The full AI infrastructure stack, from inference to monitoring to policy enforcement.

RAG Pipeline

Ollama serves Llama 3.2 3B for local inference. ChromaDB provides vector storage. LangChain orchestrates retrieval-augmented generation. Nginx acts as the API gateway with rate limiting and security logging.

Monitoring Stack

Prometheus scrapes inference metrics from the RAG pipeline. Grafana renders dashboards for latency, throughput, and error rates. MLflow provides model registry and experiment tracking.

Governance Engine

Open Policy Agent enforces governance-as-code policies written in Rego. Default deny with risk-tiered approval requirements. Demonstrates automated deployment gates for model governance.

Security Controls

All containers run as non-root users. Three-network zone isolation prevents lateral movement between serving and management zones.

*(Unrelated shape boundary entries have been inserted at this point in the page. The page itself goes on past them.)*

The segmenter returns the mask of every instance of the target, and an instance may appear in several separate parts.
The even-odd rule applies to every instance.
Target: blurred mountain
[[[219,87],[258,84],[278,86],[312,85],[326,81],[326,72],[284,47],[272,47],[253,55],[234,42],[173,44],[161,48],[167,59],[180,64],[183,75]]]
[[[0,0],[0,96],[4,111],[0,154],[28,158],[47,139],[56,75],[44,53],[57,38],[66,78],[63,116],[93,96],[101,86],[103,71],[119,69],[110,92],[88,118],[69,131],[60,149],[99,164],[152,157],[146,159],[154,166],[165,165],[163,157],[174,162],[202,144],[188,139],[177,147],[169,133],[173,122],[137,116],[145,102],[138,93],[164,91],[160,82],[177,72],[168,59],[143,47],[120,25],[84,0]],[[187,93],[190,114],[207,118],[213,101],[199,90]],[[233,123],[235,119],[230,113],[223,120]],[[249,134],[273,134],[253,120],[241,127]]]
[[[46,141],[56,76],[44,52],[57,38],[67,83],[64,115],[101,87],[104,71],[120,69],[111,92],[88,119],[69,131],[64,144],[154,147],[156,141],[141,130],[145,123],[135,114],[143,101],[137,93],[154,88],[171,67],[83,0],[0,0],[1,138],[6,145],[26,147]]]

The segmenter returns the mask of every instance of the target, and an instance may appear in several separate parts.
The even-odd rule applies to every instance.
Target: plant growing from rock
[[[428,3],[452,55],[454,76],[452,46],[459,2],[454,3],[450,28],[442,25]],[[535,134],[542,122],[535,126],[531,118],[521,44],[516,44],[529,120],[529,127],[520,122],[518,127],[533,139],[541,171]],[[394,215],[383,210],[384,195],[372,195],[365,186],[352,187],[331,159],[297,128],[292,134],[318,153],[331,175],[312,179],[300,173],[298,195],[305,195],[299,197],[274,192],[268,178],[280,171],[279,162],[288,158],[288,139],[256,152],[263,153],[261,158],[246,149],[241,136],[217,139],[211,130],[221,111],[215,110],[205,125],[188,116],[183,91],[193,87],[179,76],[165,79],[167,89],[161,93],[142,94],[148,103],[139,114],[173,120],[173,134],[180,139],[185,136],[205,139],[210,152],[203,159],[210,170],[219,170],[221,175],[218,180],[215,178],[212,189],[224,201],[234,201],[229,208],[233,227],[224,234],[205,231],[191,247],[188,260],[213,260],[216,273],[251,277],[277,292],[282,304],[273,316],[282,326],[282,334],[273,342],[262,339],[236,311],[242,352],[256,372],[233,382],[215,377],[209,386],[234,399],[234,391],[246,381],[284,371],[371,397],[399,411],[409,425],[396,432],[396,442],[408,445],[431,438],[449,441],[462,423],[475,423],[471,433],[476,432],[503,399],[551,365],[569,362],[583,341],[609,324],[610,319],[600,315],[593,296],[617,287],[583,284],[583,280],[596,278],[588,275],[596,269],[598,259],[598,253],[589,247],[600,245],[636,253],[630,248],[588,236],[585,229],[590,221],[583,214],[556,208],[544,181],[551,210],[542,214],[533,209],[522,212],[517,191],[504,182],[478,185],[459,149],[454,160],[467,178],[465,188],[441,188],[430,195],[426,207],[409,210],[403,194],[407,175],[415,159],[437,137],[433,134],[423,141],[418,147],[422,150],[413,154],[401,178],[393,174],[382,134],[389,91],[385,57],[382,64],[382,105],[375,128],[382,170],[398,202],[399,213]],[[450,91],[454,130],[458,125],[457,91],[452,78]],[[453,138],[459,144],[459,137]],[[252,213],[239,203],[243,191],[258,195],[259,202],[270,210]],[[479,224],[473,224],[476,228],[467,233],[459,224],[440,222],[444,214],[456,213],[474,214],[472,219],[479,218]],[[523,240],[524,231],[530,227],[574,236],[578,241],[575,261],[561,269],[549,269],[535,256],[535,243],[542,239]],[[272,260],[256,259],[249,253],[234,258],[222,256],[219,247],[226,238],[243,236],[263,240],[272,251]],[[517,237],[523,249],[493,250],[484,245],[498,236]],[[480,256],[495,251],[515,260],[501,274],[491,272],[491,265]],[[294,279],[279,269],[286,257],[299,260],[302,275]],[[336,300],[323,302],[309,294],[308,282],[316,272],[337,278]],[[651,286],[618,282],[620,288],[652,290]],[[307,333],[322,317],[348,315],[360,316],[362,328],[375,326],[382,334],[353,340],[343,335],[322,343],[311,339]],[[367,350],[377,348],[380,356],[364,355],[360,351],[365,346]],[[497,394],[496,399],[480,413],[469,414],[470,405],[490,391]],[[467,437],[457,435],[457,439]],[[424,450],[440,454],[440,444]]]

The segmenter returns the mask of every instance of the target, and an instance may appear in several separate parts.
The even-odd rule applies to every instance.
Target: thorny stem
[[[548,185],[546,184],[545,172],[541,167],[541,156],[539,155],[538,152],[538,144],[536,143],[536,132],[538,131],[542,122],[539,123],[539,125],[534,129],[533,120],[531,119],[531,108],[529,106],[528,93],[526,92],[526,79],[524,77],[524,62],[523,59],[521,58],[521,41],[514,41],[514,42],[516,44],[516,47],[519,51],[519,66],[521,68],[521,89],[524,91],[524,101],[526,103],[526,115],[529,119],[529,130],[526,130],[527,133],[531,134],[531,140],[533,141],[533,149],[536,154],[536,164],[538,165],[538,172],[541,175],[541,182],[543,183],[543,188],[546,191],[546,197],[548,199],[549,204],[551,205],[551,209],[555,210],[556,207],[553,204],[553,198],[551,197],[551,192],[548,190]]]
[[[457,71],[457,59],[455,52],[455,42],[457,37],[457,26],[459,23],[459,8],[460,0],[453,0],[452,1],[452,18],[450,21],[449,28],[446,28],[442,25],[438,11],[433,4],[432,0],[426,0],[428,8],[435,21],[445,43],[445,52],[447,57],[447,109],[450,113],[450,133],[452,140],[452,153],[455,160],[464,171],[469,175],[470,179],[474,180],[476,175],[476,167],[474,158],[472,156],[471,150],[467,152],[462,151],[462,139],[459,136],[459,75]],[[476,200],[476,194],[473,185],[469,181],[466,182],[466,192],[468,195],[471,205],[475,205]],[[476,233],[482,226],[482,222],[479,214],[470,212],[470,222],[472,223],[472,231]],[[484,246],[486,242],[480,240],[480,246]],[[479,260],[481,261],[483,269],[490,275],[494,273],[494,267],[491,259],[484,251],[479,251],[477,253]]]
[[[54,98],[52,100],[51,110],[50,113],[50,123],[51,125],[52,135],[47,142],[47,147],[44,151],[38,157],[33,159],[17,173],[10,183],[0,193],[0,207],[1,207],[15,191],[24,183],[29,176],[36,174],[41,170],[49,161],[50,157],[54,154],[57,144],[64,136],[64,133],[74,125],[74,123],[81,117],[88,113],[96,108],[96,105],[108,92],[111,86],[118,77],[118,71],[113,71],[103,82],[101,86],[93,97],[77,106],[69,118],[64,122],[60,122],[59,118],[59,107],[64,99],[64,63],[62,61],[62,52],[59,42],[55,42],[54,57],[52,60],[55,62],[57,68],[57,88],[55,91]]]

Trivy scans container images for vulnerabilities.

Getting Started

Run the full lab environment locally with Docker Compose.

Prerequisites

  • Docker Desktop installed
  • NVIDIA GPU with drivers (for GPU inference)
  • NVIDIA Container Toolkit configured
  • At least 24 GB RAM, 50 GB disk space

Launch Commands

# Start the lab
docker compose up -d
# Pull the model
docker exec lab-ollama ollama pull llama3.2:3b
# Verify all services
docker compose ps